The gameplay is very well refined and most importantly, simple. You control Ray with the left analog stick while the ‘hand’ is controlled by the right. The hand can switch between physical (for ripping down walls, grabbing or placing stickers) or ethereal (reaching into someones head and clutching their brains for telepathic purposes). Ray can also jump… err… ahh, yes. It’s at this point that the “non-violent video game” bomb gets dropped. The truth is, Ray is a nice guy. Passive, considerate… not out to see the world crash and burn around him. As a result the various government goons out to take him down are dealt with in a way you or I would deal given the circumstances… by running. Many of these encounters, which are forgivingly infrequent due to their repetitive nature, are presented as puzzles rather than combat or evasions. Oftentimes you’ll have to read their minds, discover they’re tired, then grab their tiredness from their thoughts and put them to sleep. Keep in mind that I’m leaving the truly weird stuff for your own personal discovery! The objective, more often than not is to transform the world and satisfy the needs and wants of the people in the area so that the passage can be opened to proceed, much in a way you may aim to progress in a point and click adventure game such as Broken Sword or Monkey Island, only with more active control over the character. If a complaint can be made, it would be that the map – set to the square button – could do with some zooming and sliding functions to better assess the immediate surroundings rather than broadly viewing the chapters map in its entirety.

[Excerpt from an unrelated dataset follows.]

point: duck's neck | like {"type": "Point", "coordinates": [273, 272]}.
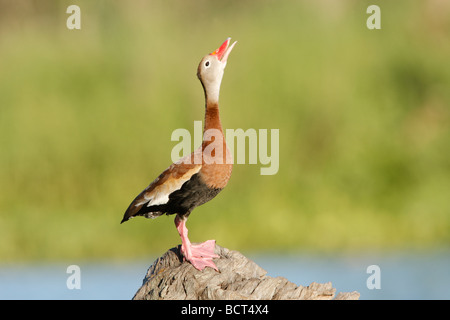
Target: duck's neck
{"type": "Point", "coordinates": [212, 118]}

Sound, much like every other area of the game, is delightfully random. The theme tune, Kenny Rogers’ Just Dropped In (Which many of you will recall from The Big Lebowski) is difficult to be erased from your mind once it’s set it’s claws in, and you’re naturally going to spend a few days whistling it. It would be harder to find a more appropriate song to call the ‘theme’ of this game. The voice acting is impressively varied considering how few people the cast is comprised of, and it’s never half-assedly thrown in. The mind reading audio coming from the controller speaker is clear enough to spare those who don’t like using subtitles and an honorary mention has to go to the ambiguous hearing-everybody-nearby audio. I wouldn’t have noticed how simply they had cut various different voice clips together which would drop out in the middle of a sentence so’s not to drown out the next had I not intentionally listened up close for it. Even after hearing it and knowing what is happening, it gels back into not sounding poorly thrown together.
Overall, what you have here is DIFFERENT. It’s not perfect but it’s fun, it’s well made and it’s free! In the interest of honesty, I wouldn’t have bought this game had I been charged for it, and that sincerely would have been my loss. Having seen it, I’d be happy to but it’s too late. For all you PS4 owners out there, you have a month to claim this unique experience. Do it.